NOTE: This story, “Tulsa Area United Way Misses Annual Goal” by Tim Stanley originally appeared on the front page of the Nov. 16 Tulsa World.
After missing their fall campaign goal by $1.2 million, Tulsa Area United Way officials said they are not done yet and are looking at other ways to make up the shortfall.
The annual fundraising campaign was scheduled to end Tuesday. As of Monday, the total was about 5% shy of the goal of $25,913,704, officials said.
The annual UNITE end-of-campaign celebration had been scheduled for Tuesday at USA BMX headquarters, but it was canceled in order to continue fundraising, the organization said. UNITE traditionally signals the end of campaign fundraising.
Alison Anthony, Tulsa Area United Way president and CEO, said the tough economic times have hurt both corporate and individual donations this year.
“We are so grateful for the 95% that we have raised, though, and we are going to keep going,” she said.
Despite the shortfall, Anthony said the campaign does not regret its decision to raise the goal this year.
The target was upped by 2% over last year’s, she said, due to increased demands on member nonprofits during difficult times.
“We said, ‘You know what? If we don’t set it, we won’t hit it.’ And so we went ahead and set that 2% increase. We challenged ourselves and the community, and we haven’t quite gotten there yet.”
A shortfall could affect 145 nonprofit programs, community groups and innovation grants across the metropolitan area, including in Tulsa, Creek, Rogers, Okmulgee, Osage and Wagoner counties.
Anthony said the organization is still determined to meet the goal.
“We may end up having to put in additional funds of our own in order to minimize the impact to the agencies,” she said. “We’re going to look at every strategy to keep our finances strong and their finances strong.”
Anthony said donations from companies and individuals were down this year.

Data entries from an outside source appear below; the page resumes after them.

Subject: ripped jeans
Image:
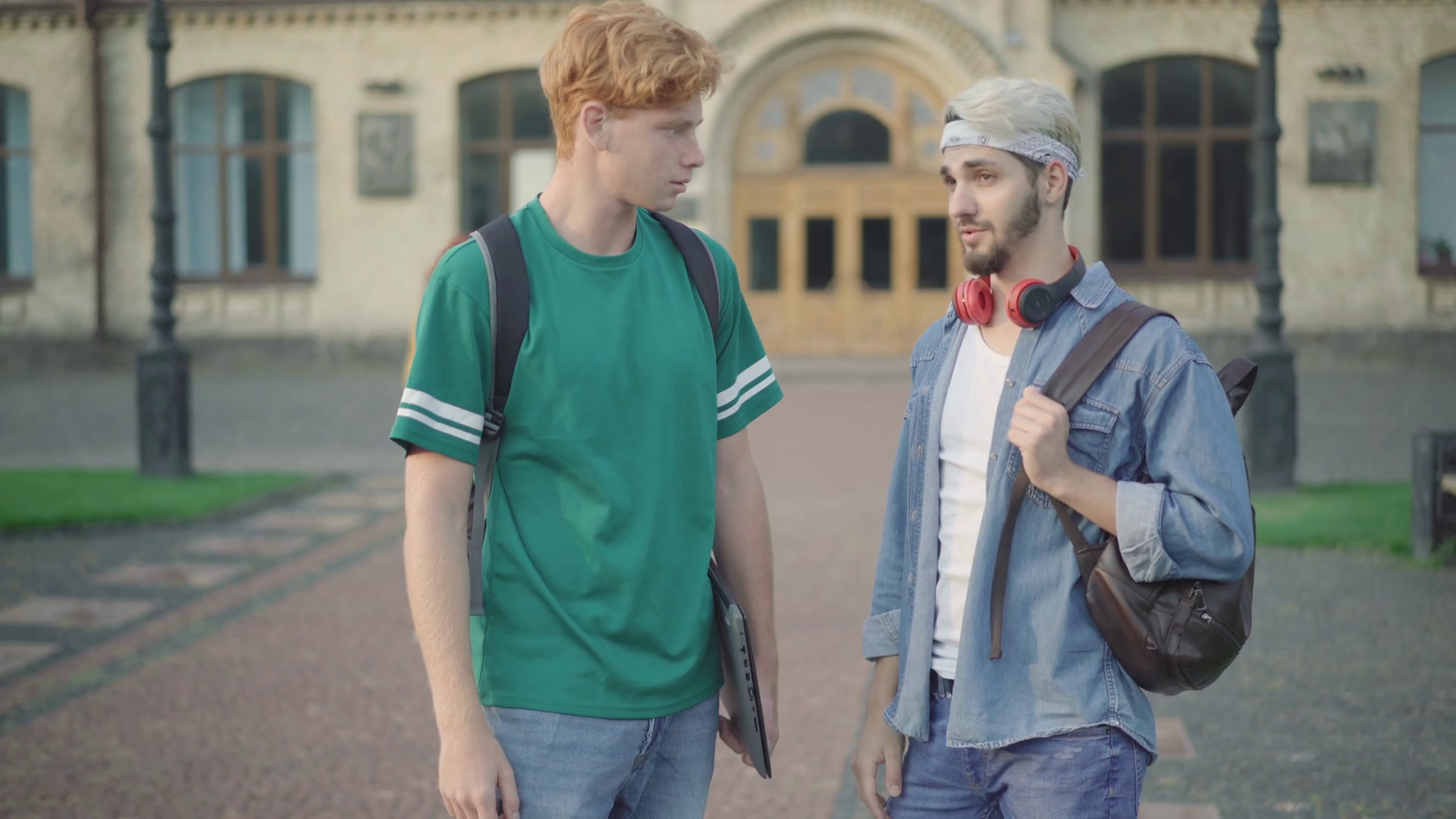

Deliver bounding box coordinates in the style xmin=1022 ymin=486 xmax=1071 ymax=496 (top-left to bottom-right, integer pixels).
xmin=888 ymin=676 xmax=1149 ymax=819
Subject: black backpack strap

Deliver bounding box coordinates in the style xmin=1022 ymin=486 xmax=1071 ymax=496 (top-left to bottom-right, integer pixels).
xmin=652 ymin=212 xmax=722 ymax=340
xmin=971 ymin=302 xmax=1172 ymax=661
xmin=466 ymin=215 xmax=532 ymax=615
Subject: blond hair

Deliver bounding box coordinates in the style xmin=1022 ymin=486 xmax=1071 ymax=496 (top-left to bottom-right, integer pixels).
xmin=945 ymin=77 xmax=1082 ymax=163
xmin=540 ymin=0 xmax=723 ymax=158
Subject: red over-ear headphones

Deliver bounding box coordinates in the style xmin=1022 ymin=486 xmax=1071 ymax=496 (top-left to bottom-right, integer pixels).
xmin=954 ymin=245 xmax=1086 ymax=329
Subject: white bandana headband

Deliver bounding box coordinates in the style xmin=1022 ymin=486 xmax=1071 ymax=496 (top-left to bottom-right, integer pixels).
xmin=940 ymin=120 xmax=1086 ymax=179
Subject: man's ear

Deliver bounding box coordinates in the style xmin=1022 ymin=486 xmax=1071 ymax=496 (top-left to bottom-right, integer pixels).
xmin=578 ymin=101 xmax=611 ymax=150
xmin=1041 ymin=162 xmax=1072 ymax=206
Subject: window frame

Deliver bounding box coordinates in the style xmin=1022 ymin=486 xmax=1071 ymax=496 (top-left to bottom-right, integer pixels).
xmin=456 ymin=68 xmax=556 ymax=233
xmin=1098 ymin=54 xmax=1254 ymax=281
xmin=1415 ymin=52 xmax=1456 ymax=278
xmin=0 ymin=83 xmax=36 ymax=293
xmin=168 ymin=71 xmax=318 ymax=287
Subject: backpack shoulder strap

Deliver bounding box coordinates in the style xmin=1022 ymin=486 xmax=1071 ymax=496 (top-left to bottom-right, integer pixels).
xmin=467 ymin=215 xmax=532 ymax=615
xmin=992 ymin=300 xmax=1172 ymax=661
xmin=652 ymin=212 xmax=722 ymax=338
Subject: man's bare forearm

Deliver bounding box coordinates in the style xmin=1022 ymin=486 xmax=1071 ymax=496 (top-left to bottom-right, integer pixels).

“We had some companies come in who ran amazing campaigns, like Williams. They blew past their goal. It was incredible. Others have struggled. It’s a tough, tough year.”
As for individual donations, “about 55% of our annual fundraising comes from individual donors. They’re still giving, but they’re giving a little less. I think it’s because of the uncertainty in so many parts of the economy. They’re just nervous.”
On the bright side, she added, schools and nonprofits, which almost always hit their goal, did so again this year, with some even surpassing their goals.
“It takes all of us working together,” Anthony said. “There’s no angel investor swooping in.”